Department of Chemistry, Faculty of Sciences, University of Burgos, Pza. Misael Bañuelos s/n, 09001 Burgos, Spain.
Talanta. 2010 Apr 15;81(1-2):255-64. doi: 10.1016/j.talanta.2009.11.067. Epub 2009 Dec 5.
To prevent possible frauds and give more protection to companies and consumers it is necessary to control that the types of milk used in the elaboration of dairy products correspond to those appearing in their label. Therefore, it is greatly interesting to have efficient, quick and cheap methods of analysis to identify them. In the present work, the multivariate data are the protein chromatographic profiles of cheese and milk extracts, obtained by high-performance liquid chromatography with diode-array detection (HPLC-DAD). These data correspond to pure samples of bovine, ovine and caprine milk, and also to binary and ternary mixtures. The structure of the data is studied through principal component analysis (PCA), whereas the percentage of each kind of milk has been determined by a partial least squares (PLS) calibration model. In cheese elaborated with mixtures of milk, the procedure employed allows one to detect 3.92, 2.81 and 1.47% of ovine, caprine and bovine milk, respectively, when the probability of false non-compliance is fixed at 0.05. These percentages reach 7.72, 5.52 and 2.89%, respectively, when both the probability of false non-compliance and false compliance are fixed at 0.05.

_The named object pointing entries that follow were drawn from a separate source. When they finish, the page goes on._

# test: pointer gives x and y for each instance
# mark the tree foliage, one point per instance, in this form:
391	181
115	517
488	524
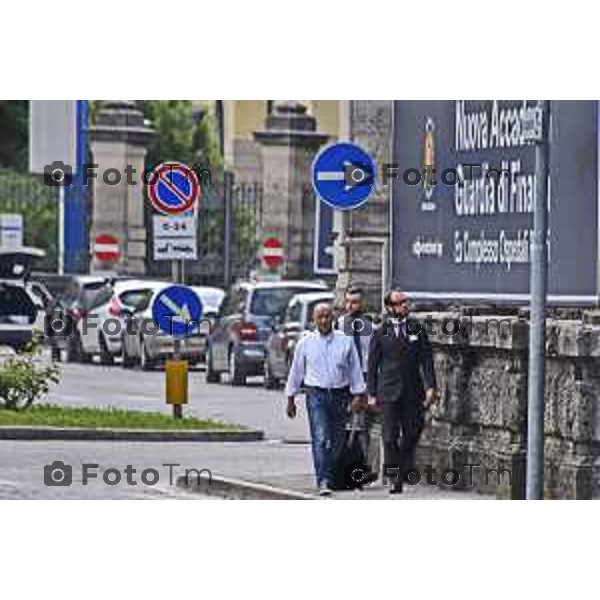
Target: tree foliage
14	123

为了防止可能出现的欺诈行为,并为公司和消费者提供更多保护,有必要控制乳制品生产中使用的牛奶类型与标签上显示的类型相符。因此,拥有高效、快速和廉价的分析方法来识别它们是非常重要的。在本工作中,多元数据是奶酪和牛奶提取物的蛋白质色谱图,通过高效液相色谱法与二极管阵列检测(HPLC-DAD)获得。这些数据对应于牛、羊和山羊奶的纯样本,以及二元和三元混合物。通过主成分分析(PCA)研究数据结构,而通过偏最小二乘(PLS)校准模型确定每种牛奶的百分比。在由牛奶混合物制成的奶酪中,当概率固定在 0.05 时,所采用的程序允许检测到分别为 3.92%、2.81%和 1.47%的绵羊、山羊和牛奶。当概率固定在 0.05 时,假不合格和假合格的概率都固定在 0.05,这三个百分比分别达到 7.72%、5.52%和 2.89%。